The book is about children that are disappearing from a basti (slum) they live in. Jai, a nine-year-old kid decides to find these children, with the help of his friends, Pari and Faiz. He is influenced by the true crime show Police Patrol and is confident that his detection skills will make everything alright. He also recruits a dog for this task and names him Samosa. The story then takes off with more children disappearing, their detective work, and what it ultimately leads to.
This is the thread-bare plot of the book. Of course, there is a lot more that goes on. Anappara doesn’t name the city in which the Purple Metro Line runs but you get a sense of it. The hi-fi buildings next to the basti, the large mountain of garbage, the walls built to separate the rich and the poor, and the aspirations that continue to soar.
With this book, she builds a world that is known to us and yet remains unknown. Is it because we don’t want to see how lives are lived there? Is it because we don’t wish to be involved in lives other than ours? There was a lot of morality play at work while I was reading Djinn Patrol on the Purple Line and rightly so. Anappara wants you to question it all – the intent, the society we live in, the rules we follow or make, the ones that we don’t because we are scared, and lives that don’t get the same or equal opportunities such as ours, no matter how woke we are.
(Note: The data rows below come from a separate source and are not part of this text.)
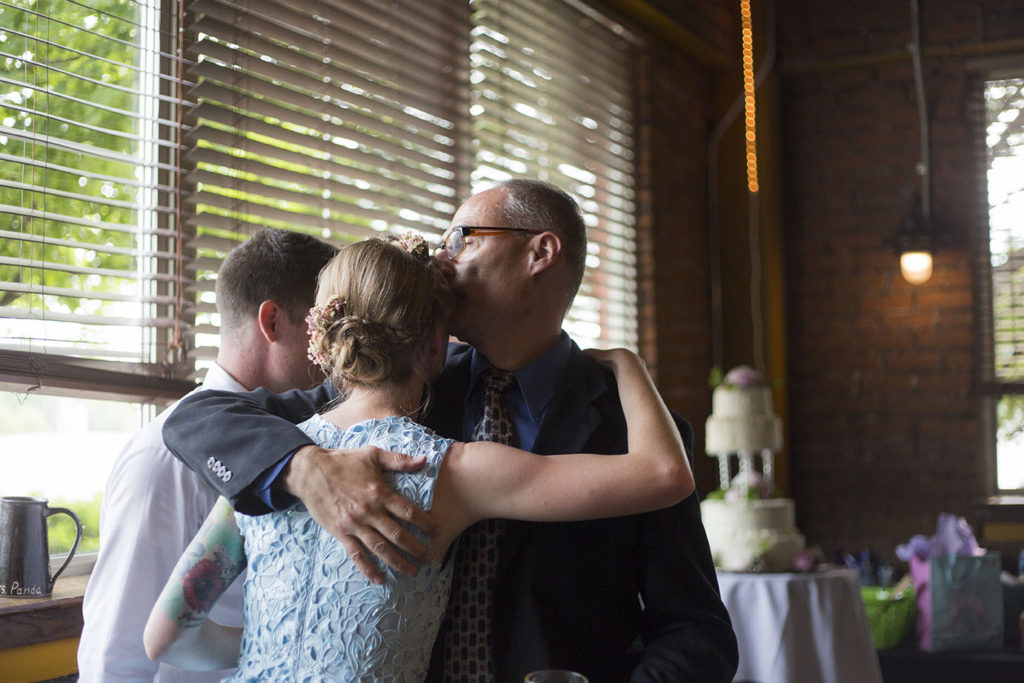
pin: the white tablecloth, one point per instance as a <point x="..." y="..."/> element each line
<point x="801" y="628"/>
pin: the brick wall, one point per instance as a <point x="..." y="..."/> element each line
<point x="884" y="430"/>
<point x="675" y="296"/>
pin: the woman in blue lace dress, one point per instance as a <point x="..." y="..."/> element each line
<point x="379" y="333"/>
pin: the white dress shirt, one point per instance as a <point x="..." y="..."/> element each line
<point x="153" y="506"/>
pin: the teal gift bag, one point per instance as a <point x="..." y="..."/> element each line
<point x="960" y="602"/>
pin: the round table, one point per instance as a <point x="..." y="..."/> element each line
<point x="800" y="628"/>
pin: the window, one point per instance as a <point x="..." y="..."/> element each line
<point x="134" y="156"/>
<point x="1004" y="341"/>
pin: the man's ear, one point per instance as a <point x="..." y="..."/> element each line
<point x="544" y="252"/>
<point x="268" y="319"/>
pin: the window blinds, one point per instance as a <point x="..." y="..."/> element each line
<point x="1003" y="340"/>
<point x="552" y="98"/>
<point x="85" y="213"/>
<point x="340" y="120"/>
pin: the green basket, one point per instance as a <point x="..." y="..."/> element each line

A lot is communicated through the book and a lot which readers have to infer. The book also has been published at a time when the Indian democracy is at the mercy of political parties who have the agenda of dividing and ruling basis religion. It comes at a time of Delhi riots, where there is clearly a pogrom at play – that of eliminating Muslims. A major part of the book also speaks of Hindu-Muslim divide in the wake of disappearing children.
There are three sections in the book, and each starts with “This Story Will Save Your Life” chapter which is about the grim reality of the underbelly (so to say) and yet sounds so assuring. Djinn Patrol is narrated by Jai – the language is English, sprinkled with Hindi throughout, which is the lifeline of the book. There is no need for translation of those words because they take the form of emotion. Anappara doesn’t spell all for the reader, she doesn’t want to explain it all – it is left to the reader to decipher – the situations, the language, and hence draw out the meaning.
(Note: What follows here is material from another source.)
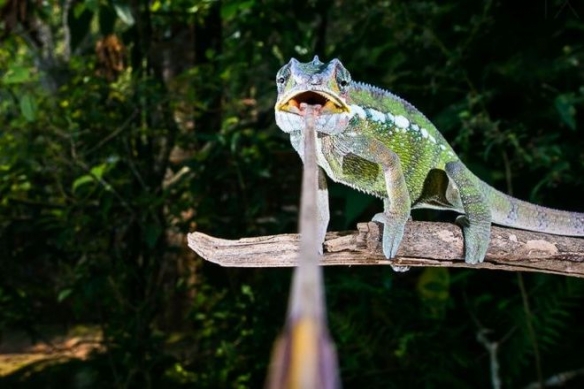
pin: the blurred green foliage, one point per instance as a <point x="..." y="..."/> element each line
<point x="111" y="150"/>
Jai, Pari, and Faiz are endearing, earnest, and want to live a secure life and nothing more. It seemed to me that Anappara wanted nothing more for them but had to say what she had to. The children are lost, the djinns are legendary, the class divide is real, the rubbish pile dividing them quite literally is as real as it can get, and in all of this is the slum, which is home. The prose brings it all out – nosy neighbours, dangerous children, even more dangerous adults, a trip to the red-light district, the sense of dread, the claustrophobia as you are reading a scene taking place in small spaces, the smells – of shit, oil, ginger and cardamom tea, and the ever-hanging smog – the smog that doesn’t seem to lift like their misfortune.
Djinn Patrol is a coming-of-age story, a thriller, a literary story, a story of imagination and fantasy, a story that is both linear and nonlinear, and a story that is tough with a heart that’s as soft as cotton. Djinn Patrol on the Purple Line is a book that will stay for long and hopefully will make you pray for the children of the world.